Reinventing an organisation’s operating model and culture to expedite innovation may be a daunting prospect. Many insurers are understandably focused on making incremental fixes and upgrades necessary to maintain and bolster their aging infrastructure. Yet those we interviewed repeatedly emphasised that insurers also should start thinking and acting in a much bolder and more organised way to achieve the kind of differentiating innovation likely to be required to remain relevant, competitive and profitable in a rapidly changing society and economy.
To get started, insurers should consider the following steps:
1. Create a business architecture that facilitates greater collaboration on sustainable innovation, both internally and externally
2. Manage innovation expectations and incentivise experimentation with measurable goals, benchmarks and rewards
3. Learn fast and shift gears quickly
4. Look beyond technology to transform other essential innovation components, especially talent.
Long-term competitive threats are looming, and these will likely require far more differentiating innovation down the road.

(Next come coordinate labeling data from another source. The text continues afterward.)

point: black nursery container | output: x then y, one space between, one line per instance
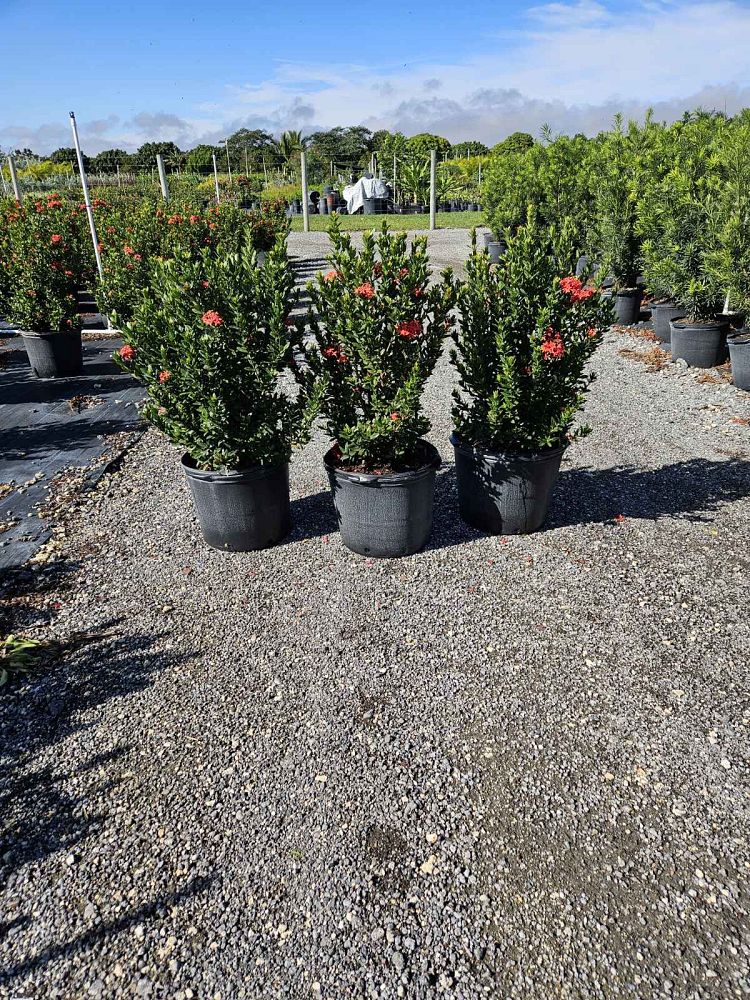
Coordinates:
388 515
628 306
662 314
739 355
505 493
701 345
243 510
54 354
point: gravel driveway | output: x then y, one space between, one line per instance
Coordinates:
506 768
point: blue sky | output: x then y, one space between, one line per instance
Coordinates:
192 71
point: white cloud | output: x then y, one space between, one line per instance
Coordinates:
573 65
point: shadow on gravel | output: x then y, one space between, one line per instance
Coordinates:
96 936
685 489
43 808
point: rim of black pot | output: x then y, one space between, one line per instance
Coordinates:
217 475
523 456
432 462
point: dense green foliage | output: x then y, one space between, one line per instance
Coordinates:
526 330
378 330
211 340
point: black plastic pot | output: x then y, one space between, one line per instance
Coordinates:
243 510
505 493
662 313
384 515
496 249
739 355
628 306
54 355
702 345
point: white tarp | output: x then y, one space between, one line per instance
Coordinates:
366 187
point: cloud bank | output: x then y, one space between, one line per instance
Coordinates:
572 66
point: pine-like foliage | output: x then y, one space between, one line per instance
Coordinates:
211 340
378 329
526 331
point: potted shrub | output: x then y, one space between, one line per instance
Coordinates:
211 339
615 239
43 270
378 331
523 340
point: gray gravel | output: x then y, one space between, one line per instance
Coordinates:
509 768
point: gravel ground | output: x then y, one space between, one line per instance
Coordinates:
512 768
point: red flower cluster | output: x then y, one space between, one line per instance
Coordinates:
552 345
410 330
573 287
332 352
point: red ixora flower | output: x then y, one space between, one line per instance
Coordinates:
552 345
410 330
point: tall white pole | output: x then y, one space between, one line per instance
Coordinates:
229 165
305 210
86 198
14 179
162 177
216 179
433 187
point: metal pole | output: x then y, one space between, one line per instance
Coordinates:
162 177
86 198
229 166
305 209
216 179
14 179
433 186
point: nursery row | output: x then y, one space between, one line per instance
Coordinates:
236 381
668 204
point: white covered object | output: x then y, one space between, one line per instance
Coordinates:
366 187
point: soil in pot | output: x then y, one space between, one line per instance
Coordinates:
54 354
505 493
662 313
384 515
701 345
243 510
628 306
739 355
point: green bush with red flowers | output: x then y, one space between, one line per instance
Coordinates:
526 331
378 330
213 342
43 264
132 239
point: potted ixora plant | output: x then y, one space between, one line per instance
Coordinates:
616 241
523 339
378 332
211 340
43 269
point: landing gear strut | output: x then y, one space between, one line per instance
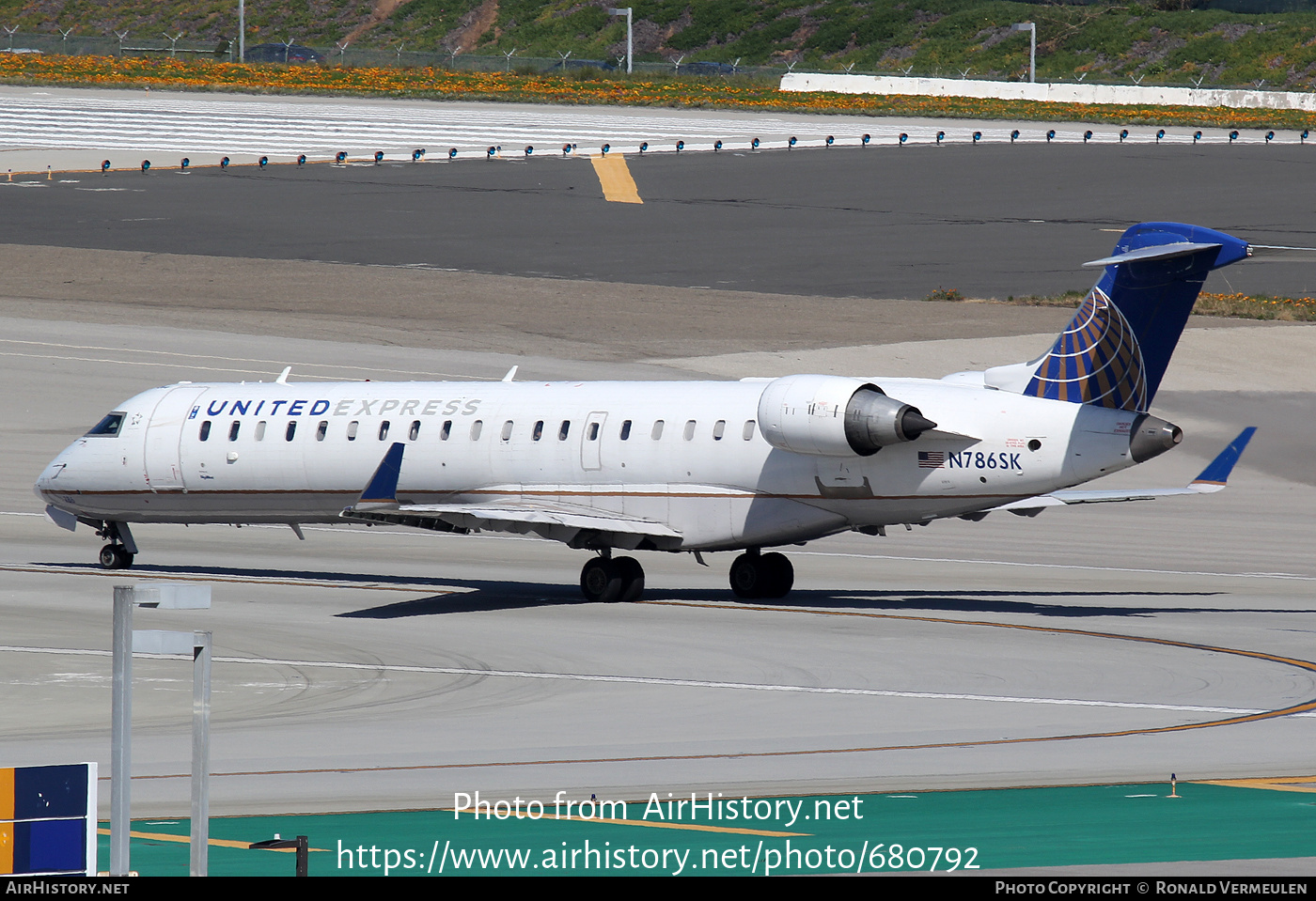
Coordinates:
115 556
762 575
609 581
121 549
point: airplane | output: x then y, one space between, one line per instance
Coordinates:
666 466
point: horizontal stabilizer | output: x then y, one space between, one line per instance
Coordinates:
1216 474
1155 252
1280 254
1211 479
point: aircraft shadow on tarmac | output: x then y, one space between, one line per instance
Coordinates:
490 595
487 596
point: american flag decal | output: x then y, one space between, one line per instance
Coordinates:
931 459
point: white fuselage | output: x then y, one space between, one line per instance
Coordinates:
691 456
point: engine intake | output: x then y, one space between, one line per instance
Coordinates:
832 416
1152 437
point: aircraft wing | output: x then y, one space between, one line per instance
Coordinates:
572 525
1210 480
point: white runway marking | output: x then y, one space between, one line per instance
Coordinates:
678 683
1062 566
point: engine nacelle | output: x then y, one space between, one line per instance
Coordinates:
833 416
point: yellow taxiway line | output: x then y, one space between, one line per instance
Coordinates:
615 177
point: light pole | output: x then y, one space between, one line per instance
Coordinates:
627 13
1032 48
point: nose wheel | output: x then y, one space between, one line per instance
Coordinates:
762 575
115 556
611 581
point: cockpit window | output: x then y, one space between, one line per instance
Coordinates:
108 427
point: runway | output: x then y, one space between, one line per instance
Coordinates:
368 670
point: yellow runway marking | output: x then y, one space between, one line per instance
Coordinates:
615 177
1273 783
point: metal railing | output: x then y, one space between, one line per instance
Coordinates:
129 45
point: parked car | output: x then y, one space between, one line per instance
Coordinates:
282 53
707 68
588 63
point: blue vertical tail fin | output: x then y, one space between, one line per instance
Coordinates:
1116 349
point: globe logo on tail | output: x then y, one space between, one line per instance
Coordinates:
1095 361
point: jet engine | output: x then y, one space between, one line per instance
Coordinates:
833 416
1151 437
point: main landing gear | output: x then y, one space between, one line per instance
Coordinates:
608 581
762 575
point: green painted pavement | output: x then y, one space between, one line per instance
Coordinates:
1007 828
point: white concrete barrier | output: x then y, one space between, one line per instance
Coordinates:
1083 94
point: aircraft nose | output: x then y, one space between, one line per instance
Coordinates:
46 480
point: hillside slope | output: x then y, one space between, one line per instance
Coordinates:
1158 41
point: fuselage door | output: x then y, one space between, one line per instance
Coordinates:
161 460
591 441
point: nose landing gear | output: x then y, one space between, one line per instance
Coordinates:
116 556
762 575
121 549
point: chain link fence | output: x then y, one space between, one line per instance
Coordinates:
293 53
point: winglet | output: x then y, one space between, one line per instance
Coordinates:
382 489
1216 474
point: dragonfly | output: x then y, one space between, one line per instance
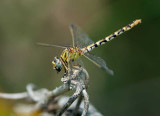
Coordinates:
82 45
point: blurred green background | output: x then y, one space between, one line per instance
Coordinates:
134 56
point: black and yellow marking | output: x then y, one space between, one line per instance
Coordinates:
110 37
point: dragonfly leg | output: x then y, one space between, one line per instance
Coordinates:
86 102
77 93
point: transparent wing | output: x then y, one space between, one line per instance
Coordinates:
79 38
99 62
53 45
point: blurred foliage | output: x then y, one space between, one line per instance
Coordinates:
134 56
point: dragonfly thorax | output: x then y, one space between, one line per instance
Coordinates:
71 54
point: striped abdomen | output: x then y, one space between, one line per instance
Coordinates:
110 37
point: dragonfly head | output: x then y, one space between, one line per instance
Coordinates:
57 65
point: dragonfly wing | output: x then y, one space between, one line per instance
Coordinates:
53 45
80 39
99 62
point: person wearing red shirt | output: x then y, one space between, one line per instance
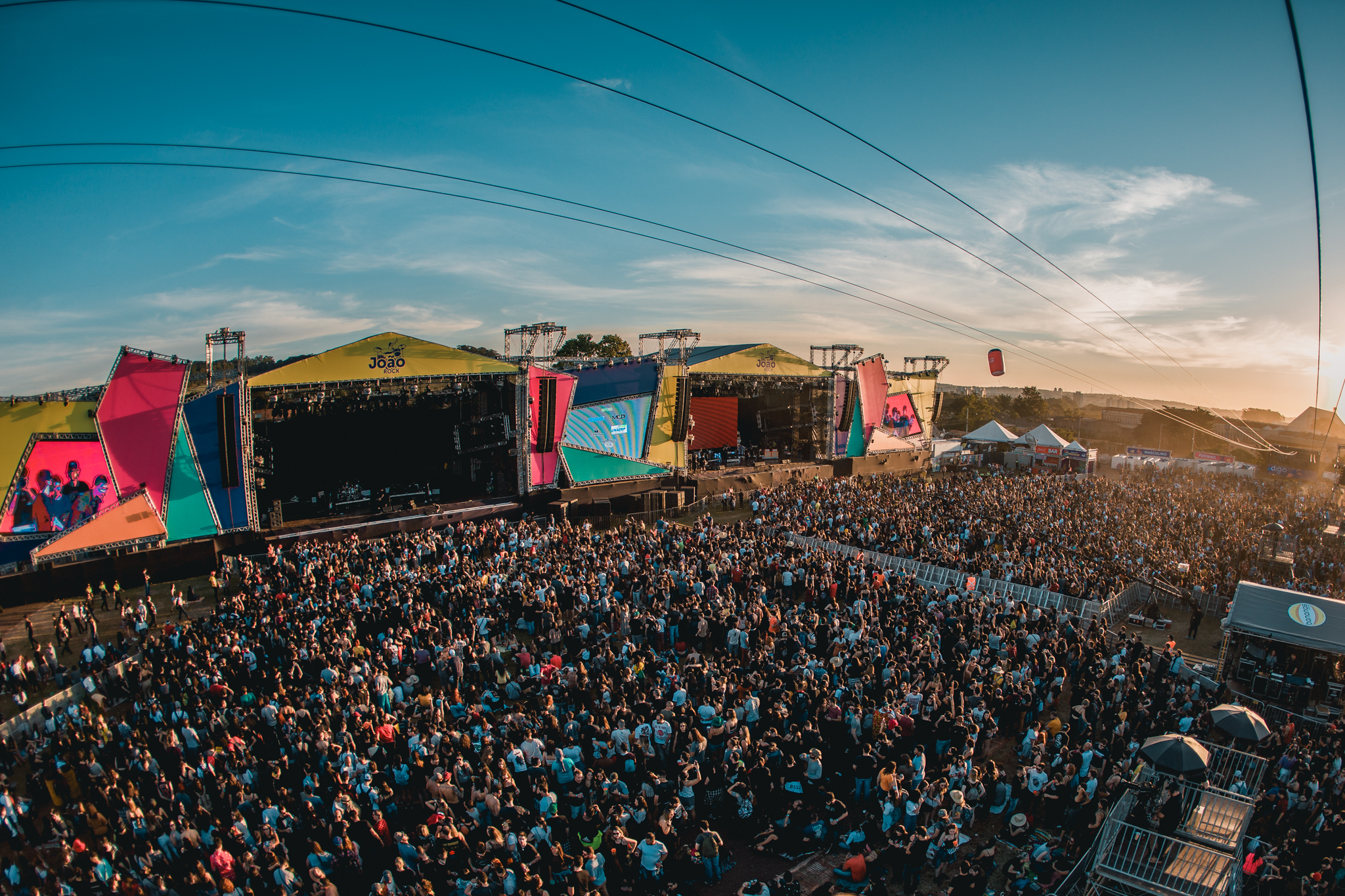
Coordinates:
854 872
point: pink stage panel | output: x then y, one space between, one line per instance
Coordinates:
137 421
544 464
873 391
61 484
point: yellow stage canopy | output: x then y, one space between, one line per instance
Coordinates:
751 360
18 423
384 356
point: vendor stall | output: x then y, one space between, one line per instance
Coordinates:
1286 648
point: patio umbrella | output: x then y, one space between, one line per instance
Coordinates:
1178 754
1239 721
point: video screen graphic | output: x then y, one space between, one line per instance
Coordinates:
615 427
61 484
716 423
899 417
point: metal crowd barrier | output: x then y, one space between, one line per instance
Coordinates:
943 576
1156 863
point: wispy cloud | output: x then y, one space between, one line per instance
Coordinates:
1060 200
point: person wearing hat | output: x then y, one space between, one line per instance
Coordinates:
962 813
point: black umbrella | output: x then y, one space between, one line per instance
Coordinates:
1178 754
1239 721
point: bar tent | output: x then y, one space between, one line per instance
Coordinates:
1293 617
992 431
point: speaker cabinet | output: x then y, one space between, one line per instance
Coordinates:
682 410
546 414
852 396
227 419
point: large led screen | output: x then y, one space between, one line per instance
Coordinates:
716 423
204 418
899 417
61 484
615 427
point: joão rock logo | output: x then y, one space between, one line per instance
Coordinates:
387 360
1306 614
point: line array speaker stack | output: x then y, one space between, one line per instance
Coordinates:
546 414
852 395
227 418
682 410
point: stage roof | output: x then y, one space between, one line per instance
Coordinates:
384 356
1293 617
619 381
761 359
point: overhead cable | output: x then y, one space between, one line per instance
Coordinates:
670 242
661 108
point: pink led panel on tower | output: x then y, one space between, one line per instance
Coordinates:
137 421
544 464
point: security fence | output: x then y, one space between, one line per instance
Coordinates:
946 578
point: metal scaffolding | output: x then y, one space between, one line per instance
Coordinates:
223 337
676 343
549 335
925 364
835 358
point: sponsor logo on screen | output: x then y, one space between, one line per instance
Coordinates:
387 359
1306 614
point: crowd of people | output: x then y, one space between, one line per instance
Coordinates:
1079 536
549 708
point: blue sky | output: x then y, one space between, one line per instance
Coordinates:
1155 151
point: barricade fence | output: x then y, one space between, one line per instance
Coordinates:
943 576
695 508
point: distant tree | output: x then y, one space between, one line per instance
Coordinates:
965 412
1030 405
579 345
613 345
583 345
1262 416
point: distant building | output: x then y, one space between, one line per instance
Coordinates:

Traditional silos between personal and commercial lines are cracking in the face of changing customer behavior and needs. Digitisation is putting pressure on all industries to customise products and services and make them available on demand, in real time, over multiple platforms.
Incremental innovations to maintain status quo systems, distribution options, and business models are not likely to suffice in the face of such dramatic changes in society and the economy. Fundamentally changing how insurers operate and provide value is becoming a make-or-break necessity. That means most insurers can no longer afford to merely dabble in innovation. They should be reimagining their value propositions to serve consumers for a very different future and start taking more substantial steps to get there before others beat them to the punch, whether from within or outside the industry.
Insurers aren’t victims of circumstance, or at least they don’t have to be. They still have time to raise their game through innovation and disrupt themselves before others disrupt or even displace them.